Threats from AI: attacks using AI
Attacks using AI affect UK businesses whether or not they themselves use AI. The same generative models that produce productivity gains for your team also produce productivity gains for attackers. Three attack categories are particularly relevant in 2026.
AI-generated phishing
Attackers now use large language models to generate highly personalised, grammatically perfect phishing emails at scale. The old heuristic "look for spelling mistakes and clumsy phrasing" is no longer reliable. AI-generated phishing can reference recent business activity scraped from LinkedIn or press releases, mirror internal writing style where it has access to leaked email chains, and produce convincing variations at volume.

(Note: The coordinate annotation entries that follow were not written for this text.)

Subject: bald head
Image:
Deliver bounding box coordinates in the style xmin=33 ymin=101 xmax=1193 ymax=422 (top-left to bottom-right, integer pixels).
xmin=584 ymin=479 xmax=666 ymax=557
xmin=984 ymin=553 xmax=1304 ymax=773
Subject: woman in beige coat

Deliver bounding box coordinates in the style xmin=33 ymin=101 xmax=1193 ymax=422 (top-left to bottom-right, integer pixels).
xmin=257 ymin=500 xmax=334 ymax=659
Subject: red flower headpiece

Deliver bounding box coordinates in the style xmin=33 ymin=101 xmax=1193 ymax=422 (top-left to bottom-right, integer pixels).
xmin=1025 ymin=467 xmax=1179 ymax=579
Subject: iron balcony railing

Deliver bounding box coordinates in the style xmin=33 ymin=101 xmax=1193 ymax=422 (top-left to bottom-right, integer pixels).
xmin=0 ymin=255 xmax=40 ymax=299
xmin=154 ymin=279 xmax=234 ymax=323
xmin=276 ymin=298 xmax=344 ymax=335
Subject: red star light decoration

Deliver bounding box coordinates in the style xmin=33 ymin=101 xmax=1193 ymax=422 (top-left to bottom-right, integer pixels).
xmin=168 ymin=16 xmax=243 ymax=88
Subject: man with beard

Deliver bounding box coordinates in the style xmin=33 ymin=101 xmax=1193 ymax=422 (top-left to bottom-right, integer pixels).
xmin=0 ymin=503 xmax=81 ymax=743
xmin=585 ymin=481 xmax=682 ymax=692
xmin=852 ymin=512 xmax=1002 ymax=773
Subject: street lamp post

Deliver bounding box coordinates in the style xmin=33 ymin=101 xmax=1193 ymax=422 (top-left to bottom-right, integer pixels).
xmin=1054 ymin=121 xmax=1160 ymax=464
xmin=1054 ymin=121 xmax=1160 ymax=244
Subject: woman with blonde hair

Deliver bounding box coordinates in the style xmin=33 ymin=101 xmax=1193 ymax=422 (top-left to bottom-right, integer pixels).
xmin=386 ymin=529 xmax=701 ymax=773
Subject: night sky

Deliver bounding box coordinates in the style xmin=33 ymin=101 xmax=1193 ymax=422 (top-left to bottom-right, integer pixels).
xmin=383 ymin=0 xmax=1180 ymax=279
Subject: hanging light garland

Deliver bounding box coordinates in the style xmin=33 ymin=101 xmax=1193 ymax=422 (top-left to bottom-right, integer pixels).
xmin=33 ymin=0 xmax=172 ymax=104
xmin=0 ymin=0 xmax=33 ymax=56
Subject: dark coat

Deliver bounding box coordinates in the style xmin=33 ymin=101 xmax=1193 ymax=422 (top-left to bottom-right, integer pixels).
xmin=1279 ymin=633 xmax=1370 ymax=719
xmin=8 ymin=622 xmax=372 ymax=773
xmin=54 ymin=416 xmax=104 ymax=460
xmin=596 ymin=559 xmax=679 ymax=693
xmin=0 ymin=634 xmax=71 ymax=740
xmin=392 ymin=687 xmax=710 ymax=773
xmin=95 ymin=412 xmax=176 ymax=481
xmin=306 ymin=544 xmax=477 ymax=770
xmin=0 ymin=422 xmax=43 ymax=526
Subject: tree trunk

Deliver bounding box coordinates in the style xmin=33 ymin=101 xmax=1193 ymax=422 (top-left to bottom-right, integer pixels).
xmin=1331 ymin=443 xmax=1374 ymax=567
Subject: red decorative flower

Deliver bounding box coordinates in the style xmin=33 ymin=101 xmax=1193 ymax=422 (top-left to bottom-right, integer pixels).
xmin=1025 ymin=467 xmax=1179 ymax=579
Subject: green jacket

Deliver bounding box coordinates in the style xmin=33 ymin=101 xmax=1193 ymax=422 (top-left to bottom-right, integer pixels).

Mitigation is layered: DMARC, DKIM, and SPF email authentication configured correctly on your domain; multi-factor authentication (preferably phishing-resistant MFA such as hardware keys or passkeys) on all business accounts, including every AI tool account; phishing simulation training updated to include AI-generated examples rather than the stock clumsy-English templates most SMEs still use; and a clear internal protocol for reporting suspected phishing that does not punish the reporter.
Deepfake voice and video
AI-generated voice cloning is now used in UK fraud campaigns. A common attack vector: an employee receives a call from what sounds like their CEO or CFO, typically from a withheld or spoofed number, instructing them to authorise an urgent payment. The NCSC's April 2026 guidance specifically warns of this attack vector and notes that voice-cloning technology has reached a quality where trained staff struggle to detect it by ear alone.
The only reliable mitigation is procedural: an out-of-band verification step for any financial instruction received by phone, video, or instant message, regardless of caller ID, voice recognition, or apparent visual identity. A simple rule works: "any payment instruction over £X that arrives by phone or video must be confirmed in writing via the other party's known corporate email address before it is actioned." Review this rule annually and lower the threshold as fraud volumes rise.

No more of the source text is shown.